The expected responses are.

           

(a)        Means of payment in international trade  

  1. Bills of exchange: It is an instrument drawn through the banking system to pay an over sea seller for goods bought by an importer from another country.
  2. Travellers cheques: These are special cheques issued by banks to its customers to enable them make payment while outside the country.
  3. Debit cards: These are issued by banks to their customers to enable them pay for goods and services online, provided they have money in their accounts.
  4. International bank draft: It is a cheque issued by a local bank, payable overseas on its own agent and handover to the buyer.
  5. Credit transfer: It is an arrangement by which funds are transferred from one local person’s account to another in a foreign country by a bank.
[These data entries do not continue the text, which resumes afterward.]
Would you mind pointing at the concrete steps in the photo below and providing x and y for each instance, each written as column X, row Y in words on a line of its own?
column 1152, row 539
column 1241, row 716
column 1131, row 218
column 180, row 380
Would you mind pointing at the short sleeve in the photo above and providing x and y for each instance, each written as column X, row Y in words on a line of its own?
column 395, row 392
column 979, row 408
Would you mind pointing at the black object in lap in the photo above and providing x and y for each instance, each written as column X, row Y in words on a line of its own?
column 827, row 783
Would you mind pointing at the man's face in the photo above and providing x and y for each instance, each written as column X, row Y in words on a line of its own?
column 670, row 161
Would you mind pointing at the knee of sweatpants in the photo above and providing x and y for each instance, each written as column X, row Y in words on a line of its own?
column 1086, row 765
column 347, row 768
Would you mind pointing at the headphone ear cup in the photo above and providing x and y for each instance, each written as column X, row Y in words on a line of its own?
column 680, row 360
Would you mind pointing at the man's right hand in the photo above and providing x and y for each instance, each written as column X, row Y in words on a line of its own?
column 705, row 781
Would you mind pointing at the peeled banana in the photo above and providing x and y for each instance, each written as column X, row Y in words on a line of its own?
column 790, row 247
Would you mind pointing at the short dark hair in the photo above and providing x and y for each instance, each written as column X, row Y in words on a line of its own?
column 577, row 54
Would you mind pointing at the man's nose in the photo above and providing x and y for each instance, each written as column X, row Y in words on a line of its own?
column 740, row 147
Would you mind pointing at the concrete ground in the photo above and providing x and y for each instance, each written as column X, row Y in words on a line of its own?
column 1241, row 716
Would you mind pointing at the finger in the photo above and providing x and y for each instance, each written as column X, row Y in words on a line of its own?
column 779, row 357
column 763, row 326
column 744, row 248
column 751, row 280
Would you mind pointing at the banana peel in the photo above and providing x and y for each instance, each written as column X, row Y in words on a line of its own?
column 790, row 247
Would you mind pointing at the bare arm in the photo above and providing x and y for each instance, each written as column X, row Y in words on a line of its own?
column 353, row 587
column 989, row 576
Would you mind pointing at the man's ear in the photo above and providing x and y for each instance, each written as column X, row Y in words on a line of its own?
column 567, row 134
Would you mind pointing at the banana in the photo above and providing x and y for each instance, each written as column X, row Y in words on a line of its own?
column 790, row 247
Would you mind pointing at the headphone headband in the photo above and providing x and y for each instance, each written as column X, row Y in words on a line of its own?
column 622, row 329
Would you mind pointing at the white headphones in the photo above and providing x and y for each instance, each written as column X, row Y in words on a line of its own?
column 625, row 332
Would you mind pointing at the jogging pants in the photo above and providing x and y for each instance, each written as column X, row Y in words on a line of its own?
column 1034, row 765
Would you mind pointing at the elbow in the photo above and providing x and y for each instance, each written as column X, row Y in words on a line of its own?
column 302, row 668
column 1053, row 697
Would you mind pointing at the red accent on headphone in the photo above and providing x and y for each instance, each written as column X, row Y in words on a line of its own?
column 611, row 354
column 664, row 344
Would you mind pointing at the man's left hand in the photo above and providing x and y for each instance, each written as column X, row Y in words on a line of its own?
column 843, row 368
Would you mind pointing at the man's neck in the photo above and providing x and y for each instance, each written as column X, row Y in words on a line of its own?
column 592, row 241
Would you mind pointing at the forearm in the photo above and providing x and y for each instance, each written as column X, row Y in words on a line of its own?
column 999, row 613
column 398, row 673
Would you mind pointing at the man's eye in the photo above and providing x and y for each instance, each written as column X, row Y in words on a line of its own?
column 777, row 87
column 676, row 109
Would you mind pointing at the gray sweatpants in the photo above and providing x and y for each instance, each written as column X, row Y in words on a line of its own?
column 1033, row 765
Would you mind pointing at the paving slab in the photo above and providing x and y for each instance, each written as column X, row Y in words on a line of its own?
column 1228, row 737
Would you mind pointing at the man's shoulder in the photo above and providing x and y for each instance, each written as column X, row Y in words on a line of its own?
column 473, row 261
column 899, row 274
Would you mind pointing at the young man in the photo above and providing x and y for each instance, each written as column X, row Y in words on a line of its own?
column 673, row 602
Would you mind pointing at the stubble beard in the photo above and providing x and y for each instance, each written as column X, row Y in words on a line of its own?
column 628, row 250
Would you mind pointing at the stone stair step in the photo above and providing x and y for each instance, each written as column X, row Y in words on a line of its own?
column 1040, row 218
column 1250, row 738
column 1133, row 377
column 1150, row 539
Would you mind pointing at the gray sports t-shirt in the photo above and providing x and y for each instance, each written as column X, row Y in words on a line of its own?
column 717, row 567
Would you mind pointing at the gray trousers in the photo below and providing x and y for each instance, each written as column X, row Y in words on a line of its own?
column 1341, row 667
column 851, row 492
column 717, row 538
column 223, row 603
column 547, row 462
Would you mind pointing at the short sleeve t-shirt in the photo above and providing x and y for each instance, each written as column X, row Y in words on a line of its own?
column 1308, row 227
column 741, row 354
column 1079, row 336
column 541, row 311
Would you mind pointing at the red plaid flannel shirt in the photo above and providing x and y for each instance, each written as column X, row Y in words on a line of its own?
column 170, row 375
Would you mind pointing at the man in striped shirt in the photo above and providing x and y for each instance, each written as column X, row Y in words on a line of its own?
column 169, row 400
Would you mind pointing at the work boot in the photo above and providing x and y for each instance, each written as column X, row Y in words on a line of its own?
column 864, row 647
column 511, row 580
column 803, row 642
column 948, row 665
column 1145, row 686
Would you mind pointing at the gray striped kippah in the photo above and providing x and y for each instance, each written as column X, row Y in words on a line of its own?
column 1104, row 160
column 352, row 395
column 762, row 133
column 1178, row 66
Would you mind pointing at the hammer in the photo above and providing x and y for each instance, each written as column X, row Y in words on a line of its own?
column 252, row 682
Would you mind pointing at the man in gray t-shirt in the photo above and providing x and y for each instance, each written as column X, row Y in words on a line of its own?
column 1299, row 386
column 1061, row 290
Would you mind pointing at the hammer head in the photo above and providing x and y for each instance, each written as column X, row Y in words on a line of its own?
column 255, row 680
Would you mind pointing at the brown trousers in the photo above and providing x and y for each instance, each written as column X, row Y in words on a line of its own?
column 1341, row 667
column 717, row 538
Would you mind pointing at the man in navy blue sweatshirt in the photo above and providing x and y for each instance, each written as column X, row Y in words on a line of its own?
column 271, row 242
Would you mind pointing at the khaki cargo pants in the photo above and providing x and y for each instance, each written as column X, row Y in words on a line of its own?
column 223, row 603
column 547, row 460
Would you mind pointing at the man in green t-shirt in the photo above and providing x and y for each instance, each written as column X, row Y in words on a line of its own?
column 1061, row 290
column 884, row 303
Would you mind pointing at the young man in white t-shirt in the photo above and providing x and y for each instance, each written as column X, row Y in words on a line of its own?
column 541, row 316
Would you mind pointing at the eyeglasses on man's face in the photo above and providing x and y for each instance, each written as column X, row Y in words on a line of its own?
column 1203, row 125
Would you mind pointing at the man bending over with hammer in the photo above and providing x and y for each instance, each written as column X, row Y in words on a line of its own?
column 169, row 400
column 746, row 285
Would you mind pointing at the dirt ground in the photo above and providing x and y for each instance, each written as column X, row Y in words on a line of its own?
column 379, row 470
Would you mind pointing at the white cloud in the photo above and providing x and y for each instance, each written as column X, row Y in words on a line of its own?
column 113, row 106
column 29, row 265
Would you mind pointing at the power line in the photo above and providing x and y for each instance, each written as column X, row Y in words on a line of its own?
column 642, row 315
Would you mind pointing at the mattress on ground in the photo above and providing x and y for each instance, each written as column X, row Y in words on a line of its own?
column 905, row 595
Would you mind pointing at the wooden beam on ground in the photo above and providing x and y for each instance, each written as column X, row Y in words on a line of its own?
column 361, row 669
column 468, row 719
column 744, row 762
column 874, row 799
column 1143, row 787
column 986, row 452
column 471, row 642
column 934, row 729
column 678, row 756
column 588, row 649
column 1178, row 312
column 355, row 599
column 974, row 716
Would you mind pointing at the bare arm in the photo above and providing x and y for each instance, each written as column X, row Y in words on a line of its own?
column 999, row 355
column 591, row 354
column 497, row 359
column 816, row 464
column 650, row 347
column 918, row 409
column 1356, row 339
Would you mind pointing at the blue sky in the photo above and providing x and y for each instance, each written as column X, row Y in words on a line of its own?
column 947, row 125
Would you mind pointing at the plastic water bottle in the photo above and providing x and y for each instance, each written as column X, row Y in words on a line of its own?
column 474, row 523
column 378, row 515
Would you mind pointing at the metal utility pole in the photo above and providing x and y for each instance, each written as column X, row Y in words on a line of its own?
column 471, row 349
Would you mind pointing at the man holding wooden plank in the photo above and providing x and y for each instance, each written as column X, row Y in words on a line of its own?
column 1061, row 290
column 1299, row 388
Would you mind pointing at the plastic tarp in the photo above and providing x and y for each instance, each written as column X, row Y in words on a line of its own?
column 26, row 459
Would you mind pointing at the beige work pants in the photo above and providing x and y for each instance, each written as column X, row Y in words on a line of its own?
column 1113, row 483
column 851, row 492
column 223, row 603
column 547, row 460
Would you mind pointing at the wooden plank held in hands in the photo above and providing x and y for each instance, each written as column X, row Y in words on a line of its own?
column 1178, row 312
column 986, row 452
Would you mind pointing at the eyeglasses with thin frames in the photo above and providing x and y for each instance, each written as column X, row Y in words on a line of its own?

                                               
Means of payment in home trade

  1. Cash: Local currency can be handed over to the seller as a means of payment.
  2. Point of sales (POS): Payment can be made through point of sale terminals using   credit or debit cards.
  3. Bank app: Payment could be made direct by the buyer from their phones using bank applications (bank app).
  4. Local bank draft: This is a cheque issued by a local bank payable within the country in the name of the seller.

           

(b)        Reasons countries engage in international trade

  1. Uneven distribution of natural resources: Some countries have abundance of certain natural resources for example oil while others do not. There is therefore need for trade to occur in order to obtain those resources.
  2. Differences in technology: Differences in skills and technology necessitates trade as countries which do not have certain technology or skills in producing certain goods or services depend on others.
  3. Access to wider market: The need to access a wider market for goods and services leads to international trade as surplus goods and services need to be exported.
  4. Need to access wider varieties of goods: Countries engage in trade so as to obtain a variety of products so as to satisfy the different tastes of its consumers.
  5. Seasonal products: Some products are seasonal in nature and countries would have to import them when they are no longer available.
  6. Comparative advantage: Countries will prefer to buy products that are cheaply produced by other countries and use their surplus resources for other purposes.
  7. To acquire capital asset that the country cannot produce.
  8. Countries in a bid to create employment encourage producers to produce for foreign market.